In this, and previous work [4,24], we have investigated all four TOF-LisH motif-containing proteins expressed in T. brucei. All four proteins localize to the mature basal body. TbFOR20 additionally locates to the probasal body and TbFOPL potentially to mitotic spindle poles. TbFOPL, TbOFD1 and TbRP2 have distinct flagellum assembly-related functions, but no apparent phenotype is detected in FOR20-depleted cells. We have previously shown that RNAi-mediated knockdown of TbRP2 affects flagellum assembly and it is proposed that TbRP2 acts as a GTPase activating protein with a role in protein trafficking; human RP2 acts as a GAP for the small GTPase ARL3 [63]. In T. brucei cells depleted for OFD1, the short flagellum phenotype generated suggests that IFT-mediated transport may be compromised in these cells, consistent with a proposed IFT-related role for mammalian OFD1. By contrast, the protein we have identified as being most similar to mammalian FOP appears to have a distinctive phenotype relating to PFR assembly, but without affecting axoneme assembly. Studying FOP-like function in trypanosomes affords a unique opportunity to study assembly of extra-axonemal structures.
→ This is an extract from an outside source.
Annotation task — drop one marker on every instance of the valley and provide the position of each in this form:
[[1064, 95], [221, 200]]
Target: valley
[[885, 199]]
Finally, although the PFR is unique to trypanosomes and evolutionary close relatives, extra-axonemal structures are observed in flagella in a diversity of flagellated eukaryotes, including Giardia intestinalis, Gymnodinium aureolum and other dinoflagellates. There are also unusual MTOCs, some of which are thought to have a flagellar origin (e.g. the apical polar ring of apicomplexans and their near relatives [64-67]). Determination of whether FOP-related or other FOP family proteins play roles in the assembly or function of these cytoskeletal structures offers intriguing possibilities for future research.

Notes added in revision

Reference to TrypTag.org, the genome-wide project to localize every protein-coding gene-product in T. brucei [68], gives an indication of basal body localization for N-terminally mNeonGreen-tagged TbFOPL, but there are currently no localization data available for TbOFD1. mNeonGreen::TbKIF9B localization does not mirror precisely the published localization: an additional, cell-cycle-stage-specific flagellar tip signal is reported alongside localization to pro- and mature basal bodies. This potentially adds further complexity to understanding the mechanistic basis for KIF9B-dependent PFR assembly [57] or any hypothetical interaction or dependency between KIF9B and FOPL.